MethodHandle stringLength =
    new IsolatedMethodBuilder("isoToString", methodType(int.class, String.class)).
        loadArg(0).
        invokeVirtual(lookup.findVirtual(String.class, "length", methodType(int.class))).
        returnValue().
        load();

The above examples serve to kick off a discussion about how the isolated methods loading API and possible supporting API can be shaped.

Alternatives

Anonymous classes (obtained via Unsafe.defineAnonymousClass()) are an already existing way to dynamically define classes. They specifically support use cases where an anonymous method needs to access state associated with it, e.g., in case of lambda expressions that close over local state. Isolated methods can substitute those uses of anonymous classes that fall into the "single static method, no state" category. Isolated methods share with anonymous classes the characteristic that they cannot be looked up by name.

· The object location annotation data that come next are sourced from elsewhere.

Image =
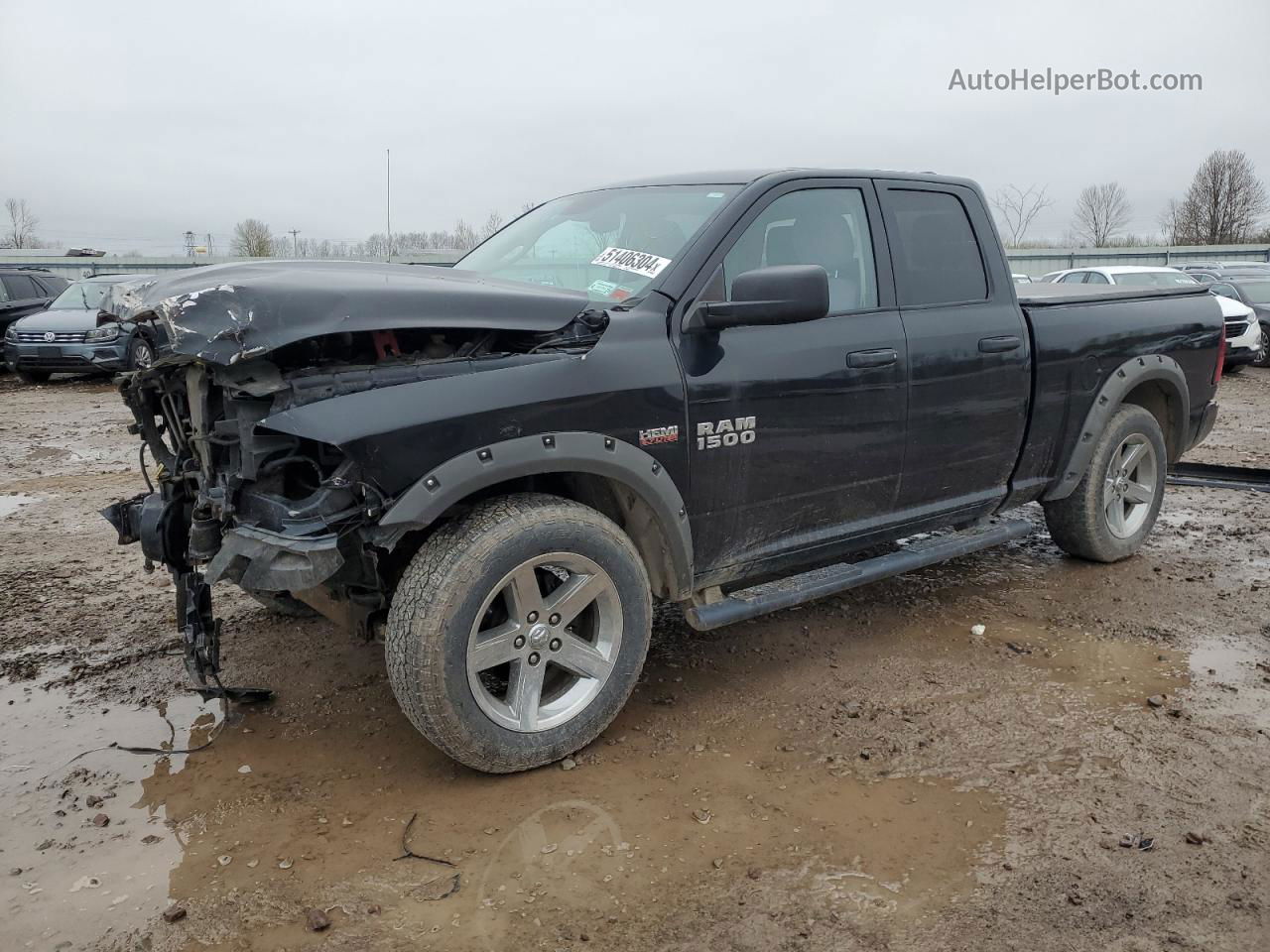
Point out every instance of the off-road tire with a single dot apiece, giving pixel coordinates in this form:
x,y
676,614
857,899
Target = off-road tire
x,y
1079,524
441,593
284,603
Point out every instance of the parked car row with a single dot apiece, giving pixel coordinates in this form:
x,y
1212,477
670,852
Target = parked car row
x,y
64,334
1246,322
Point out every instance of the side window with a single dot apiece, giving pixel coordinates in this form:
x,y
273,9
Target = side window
x,y
22,287
938,259
825,226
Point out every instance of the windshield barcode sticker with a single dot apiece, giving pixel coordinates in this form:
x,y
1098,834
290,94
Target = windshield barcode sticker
x,y
634,262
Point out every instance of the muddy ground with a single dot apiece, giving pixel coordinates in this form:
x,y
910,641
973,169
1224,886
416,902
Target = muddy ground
x,y
861,774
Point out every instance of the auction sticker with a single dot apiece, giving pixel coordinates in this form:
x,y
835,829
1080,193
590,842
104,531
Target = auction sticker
x,y
634,262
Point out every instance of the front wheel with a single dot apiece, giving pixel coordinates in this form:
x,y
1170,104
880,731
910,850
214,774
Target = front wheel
x,y
140,354
1112,509
518,631
1262,357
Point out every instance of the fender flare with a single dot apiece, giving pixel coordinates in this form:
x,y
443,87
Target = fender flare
x,y
593,453
1110,398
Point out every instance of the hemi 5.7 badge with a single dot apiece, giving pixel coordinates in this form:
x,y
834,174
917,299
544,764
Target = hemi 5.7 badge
x,y
658,434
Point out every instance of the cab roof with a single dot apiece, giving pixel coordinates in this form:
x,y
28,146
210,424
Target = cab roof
x,y
746,177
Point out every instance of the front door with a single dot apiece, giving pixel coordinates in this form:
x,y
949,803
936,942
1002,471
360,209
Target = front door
x,y
797,431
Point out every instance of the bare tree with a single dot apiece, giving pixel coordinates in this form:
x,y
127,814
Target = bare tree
x,y
252,239
1016,208
1223,204
1101,211
22,225
465,236
492,223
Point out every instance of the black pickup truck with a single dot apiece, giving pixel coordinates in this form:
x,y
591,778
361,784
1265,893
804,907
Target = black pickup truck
x,y
734,391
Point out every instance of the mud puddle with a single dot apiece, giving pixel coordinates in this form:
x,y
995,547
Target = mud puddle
x,y
12,502
284,814
67,878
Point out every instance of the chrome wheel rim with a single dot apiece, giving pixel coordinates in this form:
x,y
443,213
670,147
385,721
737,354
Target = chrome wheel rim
x,y
1129,488
545,643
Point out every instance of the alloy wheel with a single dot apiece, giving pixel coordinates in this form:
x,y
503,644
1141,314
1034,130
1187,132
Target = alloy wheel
x,y
545,643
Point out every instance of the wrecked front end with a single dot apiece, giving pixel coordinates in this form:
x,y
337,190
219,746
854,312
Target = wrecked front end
x,y
282,513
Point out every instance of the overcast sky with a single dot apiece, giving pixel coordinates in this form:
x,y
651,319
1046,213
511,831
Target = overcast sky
x,y
126,123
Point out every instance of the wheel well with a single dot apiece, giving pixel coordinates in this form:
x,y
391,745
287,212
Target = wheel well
x,y
612,498
1162,403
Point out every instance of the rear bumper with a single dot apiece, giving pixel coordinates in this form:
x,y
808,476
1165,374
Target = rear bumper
x,y
67,358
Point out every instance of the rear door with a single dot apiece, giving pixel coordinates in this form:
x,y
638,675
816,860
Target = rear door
x,y
968,349
797,430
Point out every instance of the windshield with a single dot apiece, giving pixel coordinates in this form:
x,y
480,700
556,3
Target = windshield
x,y
1256,291
608,244
1155,280
84,296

An alternative approach to speed up bytecode spinning in the JDK core libraries is to use bytecode templates with predefined constant pools where only method bytecodes are inserted. This approach has two main drawbacks: it would be easily adoptable only in the core libraries but would not scale out to guest language implementations; and it would still require the bytecodes in question to be generated, separating which from the ASM class notion is hard.

Testing

There are no special platform or hardware requirements for testing. As the JDK core libraries themselves make use of method handles, and as especially the module system relies on lambdas and the ensuing bytecode spinning, the JDK itself is an excellent test bed. The existing tests for the method handle functionality will be valuable as well.

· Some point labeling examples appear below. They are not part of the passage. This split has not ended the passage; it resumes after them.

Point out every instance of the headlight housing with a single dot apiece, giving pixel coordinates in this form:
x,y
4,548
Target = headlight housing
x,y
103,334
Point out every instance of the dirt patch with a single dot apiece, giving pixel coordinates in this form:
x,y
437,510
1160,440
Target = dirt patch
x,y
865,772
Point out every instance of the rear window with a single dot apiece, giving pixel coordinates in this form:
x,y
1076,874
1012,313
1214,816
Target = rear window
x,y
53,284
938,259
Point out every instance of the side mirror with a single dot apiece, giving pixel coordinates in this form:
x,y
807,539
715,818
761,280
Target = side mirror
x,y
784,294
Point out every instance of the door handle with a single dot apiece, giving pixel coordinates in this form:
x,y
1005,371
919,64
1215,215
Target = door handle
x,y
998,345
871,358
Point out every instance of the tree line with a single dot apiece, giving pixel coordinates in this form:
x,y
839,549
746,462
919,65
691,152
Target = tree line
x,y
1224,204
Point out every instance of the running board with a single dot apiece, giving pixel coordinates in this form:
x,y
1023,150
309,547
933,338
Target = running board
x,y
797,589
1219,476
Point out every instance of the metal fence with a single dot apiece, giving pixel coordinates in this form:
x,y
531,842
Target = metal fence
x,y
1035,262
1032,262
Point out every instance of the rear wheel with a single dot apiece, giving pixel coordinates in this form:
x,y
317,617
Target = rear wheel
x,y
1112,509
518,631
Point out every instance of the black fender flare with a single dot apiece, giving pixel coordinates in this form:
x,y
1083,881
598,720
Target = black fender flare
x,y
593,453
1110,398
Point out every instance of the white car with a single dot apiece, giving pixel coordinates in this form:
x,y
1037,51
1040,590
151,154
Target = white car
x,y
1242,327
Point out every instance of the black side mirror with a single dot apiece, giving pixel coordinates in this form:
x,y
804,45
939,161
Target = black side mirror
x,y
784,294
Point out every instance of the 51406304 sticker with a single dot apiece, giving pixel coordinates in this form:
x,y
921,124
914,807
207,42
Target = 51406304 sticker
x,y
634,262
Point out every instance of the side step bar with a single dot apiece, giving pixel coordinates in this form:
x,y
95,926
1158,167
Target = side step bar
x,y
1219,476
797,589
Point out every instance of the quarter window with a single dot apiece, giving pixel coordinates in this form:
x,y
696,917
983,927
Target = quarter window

In terms of testing by guest language implementations, all such implementations that already utilize the method handles API will implicitly be available for testing with their respective test suites. Experimental extensions of such guest language implementations can adopt an implementation scheme based on isolated methods for ongoing testing. The Nashorn JavaScript engine, for instance, is capable of running a large body of standard JavaScript code, including benchmarks.

Risks and Assumptions

Introducing a new API to load code into the VM is risky per se. If this feature is deemed too risky, it can be moved to the Unsafe API.

Dependences

This JEP depends on the presence of a bytecode generation framework that provides easy access to the constant pool, and allows to decouple method generation from class generation.